Todd Ashker. Photo courtesy CDCR, reproduced from New York Magazine |
In the aftermath of the hunger strike against conditions in the SHU, we are witnessing legislative interest in improving conditions in solitary confinement. We recently reported on CDCR’s changes to gang restrictions, on the legislative hearings in Sacramento, and on Tom Ammiano’s proposition to limit gang-related SHU stays to 36 months. At this point, Benjamin Wallace-Wells’ article in New York Magazine, The Plot from Solitary, is particularly welcome. The article is so interesting, thorough, and multifaceted that I strongly recommend you read it in its entirety. Here are just a few highlights that interested me the most:
The article does a very good job juxtaposing the position of inmates and their supporters to that of CDCR staff.
From the beginning, even the most basic matters about the strike—what Ashker and the others were after, why so many people joined them, what the strike demonstrated—were opaque, and profoundly disputed. To the prisoners and their supporters, this was a protest against barbaric treatment, and the SHU was both an outrage in itself and a symbol of the arbitrariness and brutality of the prison system across the nation. The strike’s leaders had challenged the SHU’s constitutionality in court, arguing that the limits it placed on social interaction violated the Eighth Amendment’s prohibition on cruel and unusual punishment, and they had watched closely as a few other states, some pressured by prisoners and others mandated by judges, had de-emphasized solitary confinement. They believed they were part of a human-rights movement. But the prison officials saw something far simpler at work: a tactical maneuver by the gangs, acting in collusion, to end a system that had made it much more difficult for them to operate as they pleased.
We also get fairly in-depth backgrounds of the Short Corridor strike leaders, complete with their lives before incarceration and some information about their standing vis-a-vis their own gangs, which adds to the complexity of the organization. And, we also get a blow-by-blow description of how news of the strike were transmitted across SHU cells:
Jamaa thought his fellow inmates might need some concrete encouragement.
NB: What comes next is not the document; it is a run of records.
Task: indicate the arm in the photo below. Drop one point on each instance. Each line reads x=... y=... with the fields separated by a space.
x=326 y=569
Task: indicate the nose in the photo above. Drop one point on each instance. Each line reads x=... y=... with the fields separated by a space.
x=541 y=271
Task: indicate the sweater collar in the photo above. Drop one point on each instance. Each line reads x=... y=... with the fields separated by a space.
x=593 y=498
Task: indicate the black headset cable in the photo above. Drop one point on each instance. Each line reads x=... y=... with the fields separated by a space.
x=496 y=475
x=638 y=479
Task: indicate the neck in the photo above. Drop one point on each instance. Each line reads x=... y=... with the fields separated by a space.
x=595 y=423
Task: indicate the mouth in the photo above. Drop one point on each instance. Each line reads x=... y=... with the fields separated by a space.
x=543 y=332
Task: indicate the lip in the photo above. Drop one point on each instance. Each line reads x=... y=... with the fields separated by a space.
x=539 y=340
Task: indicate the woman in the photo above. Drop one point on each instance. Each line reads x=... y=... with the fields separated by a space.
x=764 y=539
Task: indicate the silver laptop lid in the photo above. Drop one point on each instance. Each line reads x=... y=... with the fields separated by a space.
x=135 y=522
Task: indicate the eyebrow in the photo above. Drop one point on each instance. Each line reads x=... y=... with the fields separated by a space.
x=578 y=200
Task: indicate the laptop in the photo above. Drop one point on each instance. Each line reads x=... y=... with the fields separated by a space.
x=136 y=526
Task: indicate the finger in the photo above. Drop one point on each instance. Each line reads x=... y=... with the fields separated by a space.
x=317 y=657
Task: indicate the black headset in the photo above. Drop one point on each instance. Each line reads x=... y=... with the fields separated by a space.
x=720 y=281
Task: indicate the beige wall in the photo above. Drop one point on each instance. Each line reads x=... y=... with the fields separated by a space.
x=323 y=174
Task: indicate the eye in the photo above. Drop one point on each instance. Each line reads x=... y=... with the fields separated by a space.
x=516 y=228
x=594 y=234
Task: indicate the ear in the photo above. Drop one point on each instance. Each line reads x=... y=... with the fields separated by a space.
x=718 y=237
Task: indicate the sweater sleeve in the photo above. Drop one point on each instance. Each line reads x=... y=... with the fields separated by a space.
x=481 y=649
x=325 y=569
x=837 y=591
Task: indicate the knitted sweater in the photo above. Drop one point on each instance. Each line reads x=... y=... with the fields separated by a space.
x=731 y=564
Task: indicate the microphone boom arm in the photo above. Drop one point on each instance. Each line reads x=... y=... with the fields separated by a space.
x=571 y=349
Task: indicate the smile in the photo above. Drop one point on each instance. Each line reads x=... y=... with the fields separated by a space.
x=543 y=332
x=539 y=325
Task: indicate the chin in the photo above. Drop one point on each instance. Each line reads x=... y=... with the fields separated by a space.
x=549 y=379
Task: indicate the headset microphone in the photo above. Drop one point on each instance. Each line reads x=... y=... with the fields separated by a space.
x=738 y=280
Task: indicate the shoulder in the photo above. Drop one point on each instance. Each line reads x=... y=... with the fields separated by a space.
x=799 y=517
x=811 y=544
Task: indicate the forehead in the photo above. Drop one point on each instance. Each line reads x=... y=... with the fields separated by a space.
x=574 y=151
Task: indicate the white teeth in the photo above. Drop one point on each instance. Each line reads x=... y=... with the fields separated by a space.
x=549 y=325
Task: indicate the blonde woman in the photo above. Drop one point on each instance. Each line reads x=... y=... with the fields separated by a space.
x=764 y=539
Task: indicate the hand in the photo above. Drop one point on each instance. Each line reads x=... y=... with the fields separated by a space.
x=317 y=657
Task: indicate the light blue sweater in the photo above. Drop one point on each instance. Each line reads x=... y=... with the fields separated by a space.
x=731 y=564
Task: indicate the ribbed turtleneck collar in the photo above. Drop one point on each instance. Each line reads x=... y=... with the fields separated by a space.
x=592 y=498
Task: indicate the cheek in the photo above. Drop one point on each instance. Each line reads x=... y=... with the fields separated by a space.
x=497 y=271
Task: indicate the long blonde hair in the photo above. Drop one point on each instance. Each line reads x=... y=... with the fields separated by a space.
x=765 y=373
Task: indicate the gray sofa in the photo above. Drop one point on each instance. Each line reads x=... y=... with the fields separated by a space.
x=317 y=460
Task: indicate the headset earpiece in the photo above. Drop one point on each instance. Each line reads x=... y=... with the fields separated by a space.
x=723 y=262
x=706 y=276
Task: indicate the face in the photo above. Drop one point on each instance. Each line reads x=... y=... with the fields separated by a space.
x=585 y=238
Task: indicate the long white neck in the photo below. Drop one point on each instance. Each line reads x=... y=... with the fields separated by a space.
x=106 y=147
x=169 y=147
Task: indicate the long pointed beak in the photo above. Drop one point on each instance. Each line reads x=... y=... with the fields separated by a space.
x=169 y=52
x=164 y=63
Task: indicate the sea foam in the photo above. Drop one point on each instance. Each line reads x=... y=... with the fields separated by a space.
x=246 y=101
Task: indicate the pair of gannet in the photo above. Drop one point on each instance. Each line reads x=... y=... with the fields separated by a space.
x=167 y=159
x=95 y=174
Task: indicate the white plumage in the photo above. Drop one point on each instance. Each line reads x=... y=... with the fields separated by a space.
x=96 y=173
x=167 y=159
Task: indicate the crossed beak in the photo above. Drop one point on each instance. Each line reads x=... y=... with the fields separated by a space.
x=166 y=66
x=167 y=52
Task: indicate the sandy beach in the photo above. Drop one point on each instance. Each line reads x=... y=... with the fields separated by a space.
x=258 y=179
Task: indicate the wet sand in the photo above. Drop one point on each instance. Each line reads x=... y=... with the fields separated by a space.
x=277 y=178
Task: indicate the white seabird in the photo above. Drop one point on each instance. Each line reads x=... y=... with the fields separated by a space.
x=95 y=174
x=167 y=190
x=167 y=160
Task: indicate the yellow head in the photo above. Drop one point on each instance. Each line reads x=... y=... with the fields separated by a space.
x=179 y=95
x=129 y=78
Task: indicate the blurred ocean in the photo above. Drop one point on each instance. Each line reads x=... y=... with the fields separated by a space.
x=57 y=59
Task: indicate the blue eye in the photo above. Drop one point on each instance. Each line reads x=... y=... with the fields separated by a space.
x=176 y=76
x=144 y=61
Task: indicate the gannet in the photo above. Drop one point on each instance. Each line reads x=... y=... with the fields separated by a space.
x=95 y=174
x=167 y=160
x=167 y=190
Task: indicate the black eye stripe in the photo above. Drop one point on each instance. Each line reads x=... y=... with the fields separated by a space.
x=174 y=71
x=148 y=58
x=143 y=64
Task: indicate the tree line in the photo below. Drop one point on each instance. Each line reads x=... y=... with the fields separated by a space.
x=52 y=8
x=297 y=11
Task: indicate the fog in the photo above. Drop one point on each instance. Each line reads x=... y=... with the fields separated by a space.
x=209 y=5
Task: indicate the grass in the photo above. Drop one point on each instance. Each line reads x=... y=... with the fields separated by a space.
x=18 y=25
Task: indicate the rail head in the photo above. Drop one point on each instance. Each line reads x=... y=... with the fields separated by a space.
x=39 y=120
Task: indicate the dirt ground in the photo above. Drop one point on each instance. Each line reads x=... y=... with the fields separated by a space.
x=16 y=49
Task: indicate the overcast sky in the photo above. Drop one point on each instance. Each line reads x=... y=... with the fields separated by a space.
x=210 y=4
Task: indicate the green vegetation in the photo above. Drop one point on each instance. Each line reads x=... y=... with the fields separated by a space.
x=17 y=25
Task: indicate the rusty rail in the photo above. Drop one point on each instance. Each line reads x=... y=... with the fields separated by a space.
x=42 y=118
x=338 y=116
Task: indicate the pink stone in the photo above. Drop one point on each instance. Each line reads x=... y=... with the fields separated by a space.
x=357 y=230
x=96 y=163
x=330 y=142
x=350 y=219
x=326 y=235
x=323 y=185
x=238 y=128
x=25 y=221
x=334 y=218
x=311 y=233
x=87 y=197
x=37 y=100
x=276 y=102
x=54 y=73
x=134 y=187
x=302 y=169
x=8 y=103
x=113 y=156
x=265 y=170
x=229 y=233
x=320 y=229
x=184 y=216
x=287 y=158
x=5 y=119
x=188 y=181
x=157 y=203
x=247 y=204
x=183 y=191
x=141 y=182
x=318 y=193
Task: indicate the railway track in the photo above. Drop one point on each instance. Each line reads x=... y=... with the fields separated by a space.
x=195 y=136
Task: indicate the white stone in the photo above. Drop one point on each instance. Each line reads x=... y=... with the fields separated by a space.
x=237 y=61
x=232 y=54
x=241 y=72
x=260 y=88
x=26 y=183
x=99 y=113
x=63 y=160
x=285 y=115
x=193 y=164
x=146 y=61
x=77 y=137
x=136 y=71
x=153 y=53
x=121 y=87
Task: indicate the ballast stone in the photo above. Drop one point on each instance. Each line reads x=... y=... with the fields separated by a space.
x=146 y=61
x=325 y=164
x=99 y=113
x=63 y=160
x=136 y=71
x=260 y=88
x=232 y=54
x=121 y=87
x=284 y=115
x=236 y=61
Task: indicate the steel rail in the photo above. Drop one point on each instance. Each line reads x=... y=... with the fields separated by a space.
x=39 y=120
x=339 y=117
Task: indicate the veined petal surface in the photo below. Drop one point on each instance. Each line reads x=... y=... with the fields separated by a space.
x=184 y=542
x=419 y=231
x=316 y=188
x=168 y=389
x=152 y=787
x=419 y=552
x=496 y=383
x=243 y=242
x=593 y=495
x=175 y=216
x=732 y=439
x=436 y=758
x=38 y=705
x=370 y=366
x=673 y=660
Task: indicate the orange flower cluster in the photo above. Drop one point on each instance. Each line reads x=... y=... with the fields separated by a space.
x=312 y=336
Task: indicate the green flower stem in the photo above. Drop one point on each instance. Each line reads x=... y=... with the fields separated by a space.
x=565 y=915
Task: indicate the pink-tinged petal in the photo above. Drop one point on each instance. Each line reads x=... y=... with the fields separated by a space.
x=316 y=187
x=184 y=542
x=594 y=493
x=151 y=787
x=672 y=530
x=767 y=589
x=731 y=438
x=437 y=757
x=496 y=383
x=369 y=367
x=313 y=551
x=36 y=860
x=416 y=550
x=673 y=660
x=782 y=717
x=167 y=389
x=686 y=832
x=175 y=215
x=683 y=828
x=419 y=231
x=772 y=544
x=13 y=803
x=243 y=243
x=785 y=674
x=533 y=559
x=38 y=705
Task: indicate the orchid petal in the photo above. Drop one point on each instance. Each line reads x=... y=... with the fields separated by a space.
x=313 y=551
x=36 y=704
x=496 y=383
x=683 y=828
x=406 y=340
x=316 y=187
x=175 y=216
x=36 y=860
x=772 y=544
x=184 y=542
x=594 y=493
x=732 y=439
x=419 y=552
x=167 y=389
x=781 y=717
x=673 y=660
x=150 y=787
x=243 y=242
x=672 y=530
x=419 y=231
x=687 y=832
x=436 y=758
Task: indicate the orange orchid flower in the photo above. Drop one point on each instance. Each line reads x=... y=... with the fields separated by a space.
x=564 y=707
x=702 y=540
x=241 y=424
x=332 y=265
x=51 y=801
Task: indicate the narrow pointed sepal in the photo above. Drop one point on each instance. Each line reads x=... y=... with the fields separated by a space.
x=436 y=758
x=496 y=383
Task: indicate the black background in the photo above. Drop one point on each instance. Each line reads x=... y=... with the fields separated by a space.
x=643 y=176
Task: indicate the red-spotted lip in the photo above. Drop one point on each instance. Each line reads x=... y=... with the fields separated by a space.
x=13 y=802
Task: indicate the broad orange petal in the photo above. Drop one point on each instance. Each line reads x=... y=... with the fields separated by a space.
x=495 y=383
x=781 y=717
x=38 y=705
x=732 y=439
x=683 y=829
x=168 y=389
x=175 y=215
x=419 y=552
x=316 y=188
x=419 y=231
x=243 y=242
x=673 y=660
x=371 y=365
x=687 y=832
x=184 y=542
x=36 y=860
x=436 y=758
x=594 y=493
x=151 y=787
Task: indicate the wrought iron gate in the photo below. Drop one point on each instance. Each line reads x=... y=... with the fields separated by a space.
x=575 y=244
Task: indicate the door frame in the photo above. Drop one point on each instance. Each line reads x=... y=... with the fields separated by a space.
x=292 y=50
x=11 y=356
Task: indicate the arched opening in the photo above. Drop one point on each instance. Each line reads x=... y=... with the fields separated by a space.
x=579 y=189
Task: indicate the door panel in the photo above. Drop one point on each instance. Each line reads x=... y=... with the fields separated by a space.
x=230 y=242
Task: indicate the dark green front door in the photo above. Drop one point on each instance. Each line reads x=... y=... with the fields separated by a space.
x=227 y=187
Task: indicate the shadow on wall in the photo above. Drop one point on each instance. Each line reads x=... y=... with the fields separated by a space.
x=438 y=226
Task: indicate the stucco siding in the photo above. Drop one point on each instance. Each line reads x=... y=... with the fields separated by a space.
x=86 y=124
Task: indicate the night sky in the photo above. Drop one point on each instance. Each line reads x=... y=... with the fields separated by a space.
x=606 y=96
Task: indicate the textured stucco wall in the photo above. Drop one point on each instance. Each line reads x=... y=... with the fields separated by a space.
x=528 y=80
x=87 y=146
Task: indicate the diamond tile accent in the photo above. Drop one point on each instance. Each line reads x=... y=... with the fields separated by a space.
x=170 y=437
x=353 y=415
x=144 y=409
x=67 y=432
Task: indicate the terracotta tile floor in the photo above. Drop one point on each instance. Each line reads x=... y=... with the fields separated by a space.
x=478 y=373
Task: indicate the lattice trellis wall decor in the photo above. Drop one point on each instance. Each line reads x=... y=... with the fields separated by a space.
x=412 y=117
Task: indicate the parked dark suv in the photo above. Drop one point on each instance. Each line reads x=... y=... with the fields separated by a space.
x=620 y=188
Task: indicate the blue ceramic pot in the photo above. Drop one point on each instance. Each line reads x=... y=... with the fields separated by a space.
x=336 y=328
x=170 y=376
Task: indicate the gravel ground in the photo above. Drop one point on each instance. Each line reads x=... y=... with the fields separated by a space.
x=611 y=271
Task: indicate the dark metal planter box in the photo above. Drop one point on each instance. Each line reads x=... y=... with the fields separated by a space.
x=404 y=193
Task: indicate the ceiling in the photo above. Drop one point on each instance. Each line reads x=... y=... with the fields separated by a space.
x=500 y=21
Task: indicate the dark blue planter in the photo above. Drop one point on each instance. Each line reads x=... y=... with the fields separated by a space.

His private fast the previous fall had lasted 33 days, and he believed he could have gone longer. Soon after last summer’s strike began, the four leaders were moved from the SHU to a unit called Administrative Segregation, and Jamaa, entering the unit, started to holler, “Forty days and 40 nights! Forty days and 40 nights!” If prisoners can be counted upon to know any literature, it is the literature of suffering that in the Bible precedes redemption. Jamaa had chosen his slogan with intent: They were Moses in the desert. At night, Jamaa would drop on his knees, put his mouth to the crack between the door and the floor, and yell: “Forty days and 40 nights!” Soon, new hunger strikers arriving in AdSeg were shouting the slogan as they were hustled in. It was then that Jamaa began to believe their movement had some possibility, some momentum.
And a very sophisticated explanation of the gang leadership controvresy from Craig Haney:
Haney returned to Pelican Bay last year, for a follow-up study, and found that these patterns of self-isolation had deepened. Many inmates had discouraged family members from visiting, and some seemed to consider all social interactions a nuisance. “They have systematically extinguished all of the social skills they need to survive,” Haney says. Those inmates who do comparatively well tend to replace the social networks outside the SHU with those within it—which, in a society composed of alleged gang members, often means gangs. “In isolation,” he says, “gang activity is the only contact that is possible; it is the only loyalty that is possible; it is the only connection that is possible.”
And this bit about the effects of Judge Henderson’s ruling allowing force-feeding of inmates:
Until this point, the prisoners had thought of the guards—and, more broadly, the state—as their captors. But the state is also their warden and their protector: A prison is designed to separate convicts from society and prevent them from doing more harm, but also to shelter them and keep them alive. The judge’s order returned repeatedly to the problem of coercion. The specter of gang influence was so strong, Henderson’s ruling suggested, that the state could not trust that a prisoner’s advance medical directive had been made freely—that he had made his own decision about the terms under which he was willing to die. The strike leaders had thought that by volunteering to risk their own deaths they could compel the state to see them as individuals, and that in at least this one instance they could reassert freedom of control over their lives. But they had been wrong.
Read the whole thing. It’s fascinating and very well written.